In this project, we aim to do a comparative analysis of the historical patterns of snowfall data using big data technologies and visualize it using ArcGIS. This will help to get meaningful insights from this massive data and predict the snowfall pattern for which we use ML algorithms.


We have used the NOAA Global Surface dataset, it’s an ISH (Integrated Surface Hourly) based data where USAF Climatology Center provides it. This dataset contains data from 9000 stations around the globe. Few main entities available in this dataset are Mean Dew Point, Mean Sea Level, Mean Station Pressure, Mean Visibility, Mean Wind speed, Minimum Temperature, Precipitation Amount, Snow Depth, Elevation, Begin. We have used the data from 2001-2019. We are using attributes such as temperature, wind speed, mean dew point, precipitation and weather station location for our application. The step involved in merging the data reported from different weather stations to its location specific to latitude and longitude is using inner merge.

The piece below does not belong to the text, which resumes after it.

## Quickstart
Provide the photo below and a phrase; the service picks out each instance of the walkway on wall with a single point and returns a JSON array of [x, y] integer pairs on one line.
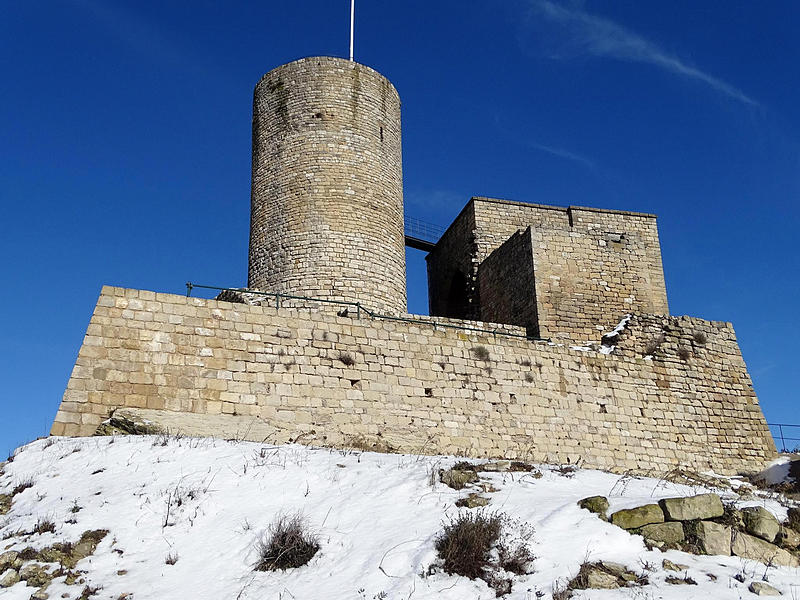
[[421, 235]]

- https://www.kaggle.com/datasets/noaa/gsod
- https://www.kaggle.com/code/ircuscus/global-weather-monitoring-dashboard/data
The Dataset is divided into 2 parts, the first part contains data related to the weather data and the second part contains data related to the mapping. In Mapping the respected station numbers are mapped with their location, i.e there Longitude and Latitude. For cleaning the dataset, we completely remove any junk values which we found are not contributing towards our final output; this was done either by dropping the respective row values or in some cases the entire column. We were dealt with this, we worked on finding the correlation between these entities inside our dataset. Upon which we found that few things which had a direct correlation were: Dew Point, Wind Speed, Max and Min Temperature, Temperature. Once we have found the correlation, we have combined these two different parts into one.
We are using libraries in python such as NumPy and Pandas that will be used for data processing. Using these libraries, we are trying to do basic preprocessing by replacing junk values with NaN values. Provided that the data is structured, we are using Spark SQL functions like merge and filter to merge two dataframes, one which contains weather data along with station number and the other dataframe which contains station number along with its location.
We are reading our processed csv file as a spark dataframe.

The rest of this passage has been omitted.